The machine should propel him at about 118 miles (190 kilometers) an hour, making it a 12- to 15-minute trip.
Failure is not an option, as the Channel is one of the world's busiest shipping lanes, and Rossy's jet pack is not designed for landing on water.
"He will be wearing a fireproof flight suit [and] 120 pounds [54 kilograms] of wings, fuel, engines, and parachutes, so staying afloat for any length of time could be difficult," said Tom Benson, an aeronautical engineer at the NASA Glenn Research Center in Cleveland, Ohio.
(Watch video of Rossy's debut flight over the Alps in May 2008.)
Rossy's support team is confident that he can carry out his Channel-hopping feat—but that likely won't stop them from biting their fingernails when he sets off.
"The first five seconds will probably define whether he is going to make it or not," said Markus Zipperer, an engineer with the German company JetCat, which helped build the machine.
"The biggest challenge for him is to get into a stable flying configuration once he has left the plane."
Fly Like a Bird
Like many other aviation enthusiasts before him, Rossy wanted to find a way for people to get as close as possible to flying like birds.
He started working on the project about 15 years ago, building prototypes in his garage. He first created an inflatable wing that enabled him to glide, but Rossy was really after powered flight.
With the help of JetCat and Swiss firm ACT Composites, Rossy built a prototype and began improving upon his jet-wing design.
A few weeks ago he carried out his longest flight yet, covering 22 miles (35 kilometers) in 12 minutes, but tomorrow's scheduled event will be the first time he will try to cross a major body of water.

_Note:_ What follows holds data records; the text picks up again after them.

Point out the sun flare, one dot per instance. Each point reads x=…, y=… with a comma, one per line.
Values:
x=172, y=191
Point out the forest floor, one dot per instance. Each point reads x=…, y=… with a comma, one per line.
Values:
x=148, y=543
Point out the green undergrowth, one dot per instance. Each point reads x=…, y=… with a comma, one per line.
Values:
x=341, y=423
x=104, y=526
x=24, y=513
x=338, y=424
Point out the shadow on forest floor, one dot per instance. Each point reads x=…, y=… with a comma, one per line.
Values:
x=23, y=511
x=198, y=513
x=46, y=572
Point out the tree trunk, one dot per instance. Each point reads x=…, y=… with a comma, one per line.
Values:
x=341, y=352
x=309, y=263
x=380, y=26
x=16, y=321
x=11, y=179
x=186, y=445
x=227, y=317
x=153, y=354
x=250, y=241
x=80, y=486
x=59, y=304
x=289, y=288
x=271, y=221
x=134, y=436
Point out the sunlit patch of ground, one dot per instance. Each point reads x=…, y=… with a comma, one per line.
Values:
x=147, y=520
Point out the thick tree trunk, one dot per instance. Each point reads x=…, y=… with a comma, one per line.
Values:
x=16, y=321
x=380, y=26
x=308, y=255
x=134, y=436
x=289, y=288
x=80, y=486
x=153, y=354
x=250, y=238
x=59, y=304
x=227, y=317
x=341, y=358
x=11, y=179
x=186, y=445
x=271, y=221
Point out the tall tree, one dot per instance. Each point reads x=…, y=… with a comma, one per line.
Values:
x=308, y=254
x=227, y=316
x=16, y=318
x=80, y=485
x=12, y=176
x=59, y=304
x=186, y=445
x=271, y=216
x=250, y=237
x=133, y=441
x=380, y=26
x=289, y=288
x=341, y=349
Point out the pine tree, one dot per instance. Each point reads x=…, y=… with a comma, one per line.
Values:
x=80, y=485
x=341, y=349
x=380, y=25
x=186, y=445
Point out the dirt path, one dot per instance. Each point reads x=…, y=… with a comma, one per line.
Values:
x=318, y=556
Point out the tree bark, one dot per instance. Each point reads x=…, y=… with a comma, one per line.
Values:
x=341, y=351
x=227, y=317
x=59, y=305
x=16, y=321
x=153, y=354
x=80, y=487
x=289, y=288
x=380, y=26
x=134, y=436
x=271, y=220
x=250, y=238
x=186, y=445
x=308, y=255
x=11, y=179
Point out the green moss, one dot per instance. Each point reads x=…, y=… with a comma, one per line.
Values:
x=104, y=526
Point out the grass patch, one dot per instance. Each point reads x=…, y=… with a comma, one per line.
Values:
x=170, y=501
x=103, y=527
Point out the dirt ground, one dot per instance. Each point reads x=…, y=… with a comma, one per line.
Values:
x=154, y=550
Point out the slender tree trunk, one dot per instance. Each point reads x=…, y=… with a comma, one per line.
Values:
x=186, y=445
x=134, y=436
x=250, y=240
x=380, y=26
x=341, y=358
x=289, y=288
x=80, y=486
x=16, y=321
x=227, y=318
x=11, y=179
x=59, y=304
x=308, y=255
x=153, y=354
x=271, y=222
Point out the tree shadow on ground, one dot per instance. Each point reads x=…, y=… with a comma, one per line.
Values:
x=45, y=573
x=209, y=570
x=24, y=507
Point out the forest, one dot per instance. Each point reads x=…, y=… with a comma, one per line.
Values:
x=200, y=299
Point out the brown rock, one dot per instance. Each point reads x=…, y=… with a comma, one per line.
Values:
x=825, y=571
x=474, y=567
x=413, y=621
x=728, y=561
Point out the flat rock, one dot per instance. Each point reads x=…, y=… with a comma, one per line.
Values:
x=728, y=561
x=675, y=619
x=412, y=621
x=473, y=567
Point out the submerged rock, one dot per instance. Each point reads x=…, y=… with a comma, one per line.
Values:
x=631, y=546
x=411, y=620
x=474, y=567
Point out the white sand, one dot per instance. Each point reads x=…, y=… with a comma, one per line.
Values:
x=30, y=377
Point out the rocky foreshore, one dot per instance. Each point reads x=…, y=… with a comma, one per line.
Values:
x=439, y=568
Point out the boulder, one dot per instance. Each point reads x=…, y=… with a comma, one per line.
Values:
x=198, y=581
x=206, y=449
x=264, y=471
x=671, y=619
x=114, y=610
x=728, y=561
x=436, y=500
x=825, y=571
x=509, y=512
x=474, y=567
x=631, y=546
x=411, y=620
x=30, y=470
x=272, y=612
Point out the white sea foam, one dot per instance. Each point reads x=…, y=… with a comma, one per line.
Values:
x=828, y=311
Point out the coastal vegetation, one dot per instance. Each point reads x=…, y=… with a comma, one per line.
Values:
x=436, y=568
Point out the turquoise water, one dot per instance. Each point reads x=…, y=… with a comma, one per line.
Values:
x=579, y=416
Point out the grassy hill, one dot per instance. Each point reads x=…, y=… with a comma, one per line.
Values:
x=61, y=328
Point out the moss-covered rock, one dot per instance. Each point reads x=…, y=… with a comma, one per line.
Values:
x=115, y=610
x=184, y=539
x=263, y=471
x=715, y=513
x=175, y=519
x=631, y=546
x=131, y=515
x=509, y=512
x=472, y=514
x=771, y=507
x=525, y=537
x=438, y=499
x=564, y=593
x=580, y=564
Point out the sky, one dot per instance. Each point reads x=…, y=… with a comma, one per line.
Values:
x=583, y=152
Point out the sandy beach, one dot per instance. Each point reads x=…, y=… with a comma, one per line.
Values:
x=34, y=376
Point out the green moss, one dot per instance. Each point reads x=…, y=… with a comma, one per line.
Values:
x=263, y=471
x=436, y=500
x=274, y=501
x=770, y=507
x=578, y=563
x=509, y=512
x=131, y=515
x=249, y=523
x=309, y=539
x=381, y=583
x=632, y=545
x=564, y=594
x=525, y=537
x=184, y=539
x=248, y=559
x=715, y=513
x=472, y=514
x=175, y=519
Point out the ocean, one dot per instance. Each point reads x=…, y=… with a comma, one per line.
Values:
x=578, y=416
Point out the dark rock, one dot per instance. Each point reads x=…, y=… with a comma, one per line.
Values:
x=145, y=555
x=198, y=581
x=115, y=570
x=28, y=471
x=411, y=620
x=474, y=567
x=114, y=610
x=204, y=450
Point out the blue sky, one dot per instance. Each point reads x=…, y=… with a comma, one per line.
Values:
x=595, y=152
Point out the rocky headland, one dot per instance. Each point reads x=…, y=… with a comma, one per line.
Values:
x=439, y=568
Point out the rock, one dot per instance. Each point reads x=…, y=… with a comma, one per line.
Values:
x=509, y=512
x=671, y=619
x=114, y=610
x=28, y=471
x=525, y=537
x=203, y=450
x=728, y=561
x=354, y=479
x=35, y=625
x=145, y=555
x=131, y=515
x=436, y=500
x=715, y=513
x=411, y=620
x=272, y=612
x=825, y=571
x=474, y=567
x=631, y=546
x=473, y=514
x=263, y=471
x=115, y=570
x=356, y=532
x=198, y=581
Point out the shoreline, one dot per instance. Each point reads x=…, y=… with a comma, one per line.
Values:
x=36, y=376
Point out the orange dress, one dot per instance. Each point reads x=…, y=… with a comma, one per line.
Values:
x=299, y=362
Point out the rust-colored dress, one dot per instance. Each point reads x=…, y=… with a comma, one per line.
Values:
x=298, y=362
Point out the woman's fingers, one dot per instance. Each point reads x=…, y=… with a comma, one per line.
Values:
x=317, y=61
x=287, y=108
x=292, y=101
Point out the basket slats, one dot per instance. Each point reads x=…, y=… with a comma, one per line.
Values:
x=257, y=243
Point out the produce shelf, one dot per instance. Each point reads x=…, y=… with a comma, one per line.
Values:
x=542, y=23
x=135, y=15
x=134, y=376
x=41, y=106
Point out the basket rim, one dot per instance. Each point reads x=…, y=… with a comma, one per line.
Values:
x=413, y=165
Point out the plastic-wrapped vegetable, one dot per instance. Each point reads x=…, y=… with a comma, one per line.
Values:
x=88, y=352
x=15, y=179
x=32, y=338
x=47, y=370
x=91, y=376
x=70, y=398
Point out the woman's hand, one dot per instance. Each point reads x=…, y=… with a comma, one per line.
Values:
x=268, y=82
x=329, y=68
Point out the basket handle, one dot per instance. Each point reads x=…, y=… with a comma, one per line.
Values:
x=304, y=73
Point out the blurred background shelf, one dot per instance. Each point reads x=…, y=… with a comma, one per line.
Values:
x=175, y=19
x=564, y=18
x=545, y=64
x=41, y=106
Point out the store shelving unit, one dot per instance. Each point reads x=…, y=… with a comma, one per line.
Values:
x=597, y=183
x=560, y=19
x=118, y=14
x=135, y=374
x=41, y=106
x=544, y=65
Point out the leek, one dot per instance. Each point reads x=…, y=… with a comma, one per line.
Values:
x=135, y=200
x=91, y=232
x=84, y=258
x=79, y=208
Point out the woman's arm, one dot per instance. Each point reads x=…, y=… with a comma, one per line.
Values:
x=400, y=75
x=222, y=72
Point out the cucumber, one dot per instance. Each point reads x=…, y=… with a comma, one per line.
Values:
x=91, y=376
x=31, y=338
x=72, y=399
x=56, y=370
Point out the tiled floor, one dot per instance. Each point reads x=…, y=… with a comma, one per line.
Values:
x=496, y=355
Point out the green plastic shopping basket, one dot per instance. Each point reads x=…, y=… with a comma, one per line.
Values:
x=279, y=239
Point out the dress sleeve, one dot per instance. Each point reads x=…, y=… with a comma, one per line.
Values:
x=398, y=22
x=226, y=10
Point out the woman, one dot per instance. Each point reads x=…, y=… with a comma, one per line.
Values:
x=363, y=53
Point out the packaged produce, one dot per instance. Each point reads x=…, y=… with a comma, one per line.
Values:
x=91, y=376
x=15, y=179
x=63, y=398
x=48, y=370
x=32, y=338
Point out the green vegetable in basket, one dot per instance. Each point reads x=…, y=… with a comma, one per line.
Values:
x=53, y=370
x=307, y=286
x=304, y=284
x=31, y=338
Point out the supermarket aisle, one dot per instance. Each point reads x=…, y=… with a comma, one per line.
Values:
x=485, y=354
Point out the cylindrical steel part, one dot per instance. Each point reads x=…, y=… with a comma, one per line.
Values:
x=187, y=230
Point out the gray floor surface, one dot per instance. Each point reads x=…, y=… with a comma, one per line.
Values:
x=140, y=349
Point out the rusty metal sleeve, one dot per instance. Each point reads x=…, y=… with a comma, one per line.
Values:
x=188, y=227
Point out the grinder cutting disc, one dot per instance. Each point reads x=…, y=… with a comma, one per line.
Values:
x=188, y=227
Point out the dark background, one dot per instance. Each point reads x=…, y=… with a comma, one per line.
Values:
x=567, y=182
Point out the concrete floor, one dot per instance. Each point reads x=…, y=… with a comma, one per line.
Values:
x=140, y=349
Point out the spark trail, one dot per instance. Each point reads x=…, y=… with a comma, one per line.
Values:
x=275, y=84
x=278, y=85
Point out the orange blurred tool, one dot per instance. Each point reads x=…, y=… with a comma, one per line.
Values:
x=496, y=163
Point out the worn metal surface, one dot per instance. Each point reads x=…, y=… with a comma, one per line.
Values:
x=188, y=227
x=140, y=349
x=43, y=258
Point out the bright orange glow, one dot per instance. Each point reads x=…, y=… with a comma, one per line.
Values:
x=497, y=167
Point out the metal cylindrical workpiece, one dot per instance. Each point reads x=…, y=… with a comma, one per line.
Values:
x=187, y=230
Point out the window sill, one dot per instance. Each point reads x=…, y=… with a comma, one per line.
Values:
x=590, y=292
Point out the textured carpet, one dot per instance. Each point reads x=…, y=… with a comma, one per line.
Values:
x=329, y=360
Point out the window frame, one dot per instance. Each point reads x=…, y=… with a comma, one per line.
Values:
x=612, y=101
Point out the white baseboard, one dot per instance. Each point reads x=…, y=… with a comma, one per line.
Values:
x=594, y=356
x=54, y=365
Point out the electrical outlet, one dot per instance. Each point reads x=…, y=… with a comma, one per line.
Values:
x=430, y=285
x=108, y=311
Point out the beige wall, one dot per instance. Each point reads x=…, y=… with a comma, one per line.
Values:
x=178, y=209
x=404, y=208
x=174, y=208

The 49-year-old Swiss pilot will be following the route taken by Louis Blériot 99 years ago, when he became the first person to fly an airplane across the English Channel.
Although Blériot's route is the shortest, Rossy could be hampered by winds blowing from England toward France.
"With a trailing wind, he can fly farther across the surface than with no wind using the same amount of fuel," said NASA's Benson, who is not involved in the attempt.
"With a headwind, he will fly a shorter distance across the surface before exhausting his fuel. With a crosswind, he could be pushed off course, again making the crossing distance longer."
Already the weather has forced Rossy to delay his flight by a day, and the team has an additional three-day window of opportunity if unfavorable conditions persist.
"The best conditions are likely to be a calm, cold day when the air density is high. This will assist the wing and the jets to produce more thrust," said Glenn Martin, a jet pack inventor from Christchurch, New Zealand.
When the attempt happens, it will air live on the National Geographic Channel Web site. (The National Geographic Channel is part owned by the National Geographic Society, which owns National Geographic News.)
In the version of the craft Rossy will use for the Channel crossing, the wing has four jet engines linked by digital processing equipment.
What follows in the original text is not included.